Я знаю, что Вера любила Симеона, но ее раздражала его удивительная беспечность, та легкость, с которой он преодолевал трудности в жизни; ее, наверное, раздражало в нем все: то, что он небритый, что допоздна спит, что в душе презирает вязаные салфеточки моей жены, тяжелую старомодную мебель, к которой мы привыкли, шлепанцы перед каждой из комнат и нашу чиновничью привычку вставать в шесть часов утра. Симеон не любил праздники, потому что их приходилось встречать вместе с нами. На Новый год, на Первое мая и Девятое сентября он напивался, на его лице играла саркастическая ухмылка, а моя жена с видом оскорбленной матери одаривала его молчаливым презрением. Однажды он сказал нечто такое, что привело меня в ужас. Я вернулся с ночного дежурства. Симеон пил всю ночь в гостиной, вытянувшись в кресле перед невыключенным телевизором, загипнотизированный ярким потрескивающим экраном, с бегающими по нему черными полосами и точками, которые, казалось, означали зов высшего разума и далеких обитаемых планет. «Вы верите, что ваша дочь несчастна, – сказал он тихо. – Именно поэтому я не могу вам простить и не прощу никогда!»
Беспорядок, который Симеон вносил своим присутствием, казался забавным и милым. Он появлялся в гостиной и переворачивал все вверх дном. Когда он усаживался за кухонный стол, строй накрахмаленных салфеток и расставленных приборов распадался.

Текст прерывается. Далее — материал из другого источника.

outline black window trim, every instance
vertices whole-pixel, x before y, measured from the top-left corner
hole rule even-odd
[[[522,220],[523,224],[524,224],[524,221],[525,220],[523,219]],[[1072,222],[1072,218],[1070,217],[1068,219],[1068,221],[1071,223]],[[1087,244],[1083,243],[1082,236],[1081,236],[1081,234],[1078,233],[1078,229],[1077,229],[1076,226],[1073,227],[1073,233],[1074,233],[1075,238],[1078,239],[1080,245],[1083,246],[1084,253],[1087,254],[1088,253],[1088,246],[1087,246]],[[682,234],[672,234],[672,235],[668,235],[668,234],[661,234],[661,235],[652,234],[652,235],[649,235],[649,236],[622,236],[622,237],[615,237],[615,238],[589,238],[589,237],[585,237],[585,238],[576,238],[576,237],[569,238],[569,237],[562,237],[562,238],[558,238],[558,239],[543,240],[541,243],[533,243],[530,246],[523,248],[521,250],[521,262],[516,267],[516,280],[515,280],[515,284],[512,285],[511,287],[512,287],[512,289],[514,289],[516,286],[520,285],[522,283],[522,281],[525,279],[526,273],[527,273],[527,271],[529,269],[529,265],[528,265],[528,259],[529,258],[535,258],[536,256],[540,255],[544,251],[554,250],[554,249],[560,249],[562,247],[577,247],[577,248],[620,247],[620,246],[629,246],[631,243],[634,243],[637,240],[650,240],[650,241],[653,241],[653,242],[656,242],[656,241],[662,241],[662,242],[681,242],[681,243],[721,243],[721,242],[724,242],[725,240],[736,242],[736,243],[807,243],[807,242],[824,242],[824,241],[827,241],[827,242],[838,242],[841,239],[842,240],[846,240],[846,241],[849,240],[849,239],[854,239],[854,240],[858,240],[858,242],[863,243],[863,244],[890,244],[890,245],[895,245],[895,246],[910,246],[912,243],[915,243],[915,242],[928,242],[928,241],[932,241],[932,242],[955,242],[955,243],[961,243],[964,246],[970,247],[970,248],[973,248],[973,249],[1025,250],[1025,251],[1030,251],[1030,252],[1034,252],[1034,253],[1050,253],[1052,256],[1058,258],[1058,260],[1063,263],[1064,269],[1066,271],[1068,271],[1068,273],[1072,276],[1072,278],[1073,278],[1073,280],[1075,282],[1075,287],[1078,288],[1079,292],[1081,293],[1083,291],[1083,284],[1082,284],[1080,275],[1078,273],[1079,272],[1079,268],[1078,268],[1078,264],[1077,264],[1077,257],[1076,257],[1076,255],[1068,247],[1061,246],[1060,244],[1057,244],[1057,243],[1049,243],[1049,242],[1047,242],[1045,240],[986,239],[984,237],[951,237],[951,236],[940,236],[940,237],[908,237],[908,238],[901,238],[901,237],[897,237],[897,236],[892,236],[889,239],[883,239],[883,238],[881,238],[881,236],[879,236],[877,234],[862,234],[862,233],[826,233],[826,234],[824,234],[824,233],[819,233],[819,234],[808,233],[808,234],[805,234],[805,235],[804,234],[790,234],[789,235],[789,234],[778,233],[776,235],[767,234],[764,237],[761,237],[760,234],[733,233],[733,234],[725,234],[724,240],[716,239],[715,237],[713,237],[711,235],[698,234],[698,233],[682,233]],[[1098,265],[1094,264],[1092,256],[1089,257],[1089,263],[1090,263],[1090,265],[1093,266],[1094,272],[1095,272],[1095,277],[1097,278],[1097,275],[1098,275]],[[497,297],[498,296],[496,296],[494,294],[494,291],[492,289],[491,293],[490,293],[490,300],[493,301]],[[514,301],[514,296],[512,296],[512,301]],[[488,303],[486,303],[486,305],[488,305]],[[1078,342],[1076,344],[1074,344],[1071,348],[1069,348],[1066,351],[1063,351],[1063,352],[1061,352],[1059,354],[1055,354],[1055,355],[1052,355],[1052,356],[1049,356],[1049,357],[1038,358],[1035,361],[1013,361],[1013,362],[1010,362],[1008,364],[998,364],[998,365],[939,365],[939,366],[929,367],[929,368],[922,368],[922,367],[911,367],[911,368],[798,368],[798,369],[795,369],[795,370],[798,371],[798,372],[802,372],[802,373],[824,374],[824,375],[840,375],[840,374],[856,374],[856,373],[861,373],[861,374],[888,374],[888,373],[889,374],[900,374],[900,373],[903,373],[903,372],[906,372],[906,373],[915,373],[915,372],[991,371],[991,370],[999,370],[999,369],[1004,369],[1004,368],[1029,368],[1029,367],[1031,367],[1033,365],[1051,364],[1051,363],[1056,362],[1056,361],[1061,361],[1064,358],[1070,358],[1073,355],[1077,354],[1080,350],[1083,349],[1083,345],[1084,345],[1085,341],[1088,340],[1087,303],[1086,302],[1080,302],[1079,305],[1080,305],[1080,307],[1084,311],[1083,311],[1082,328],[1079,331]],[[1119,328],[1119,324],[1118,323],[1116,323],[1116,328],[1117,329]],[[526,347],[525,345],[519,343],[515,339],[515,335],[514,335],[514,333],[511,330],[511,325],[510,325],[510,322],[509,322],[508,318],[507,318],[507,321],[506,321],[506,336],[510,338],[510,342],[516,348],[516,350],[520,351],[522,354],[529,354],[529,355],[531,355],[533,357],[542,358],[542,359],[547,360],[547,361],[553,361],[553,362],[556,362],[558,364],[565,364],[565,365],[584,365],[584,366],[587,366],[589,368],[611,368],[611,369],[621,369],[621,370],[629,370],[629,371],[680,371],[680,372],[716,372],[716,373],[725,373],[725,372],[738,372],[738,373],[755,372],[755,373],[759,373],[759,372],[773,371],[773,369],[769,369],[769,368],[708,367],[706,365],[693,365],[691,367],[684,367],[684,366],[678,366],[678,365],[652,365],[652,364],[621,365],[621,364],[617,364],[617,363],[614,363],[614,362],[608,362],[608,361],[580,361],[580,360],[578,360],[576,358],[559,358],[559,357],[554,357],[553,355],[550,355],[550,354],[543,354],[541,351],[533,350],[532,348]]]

Застав нас в привычном молчании, он обрушивал поток восторженных слов, отчего мы вздрагивали. Он действительно был очарователен, приветлив, но в его очаровании таилась агрессивность, я бы даже сказал – враждебная искренность. Наверное, так же как Искренов, он мечтал о свободе, но о свободе жестокой, которая унижает людей и делает их подвластными его сиюминутному настроению. Своей бьющей через край энергией Симеон напоминал сосуд, из которого все время выплескивается его содержимое.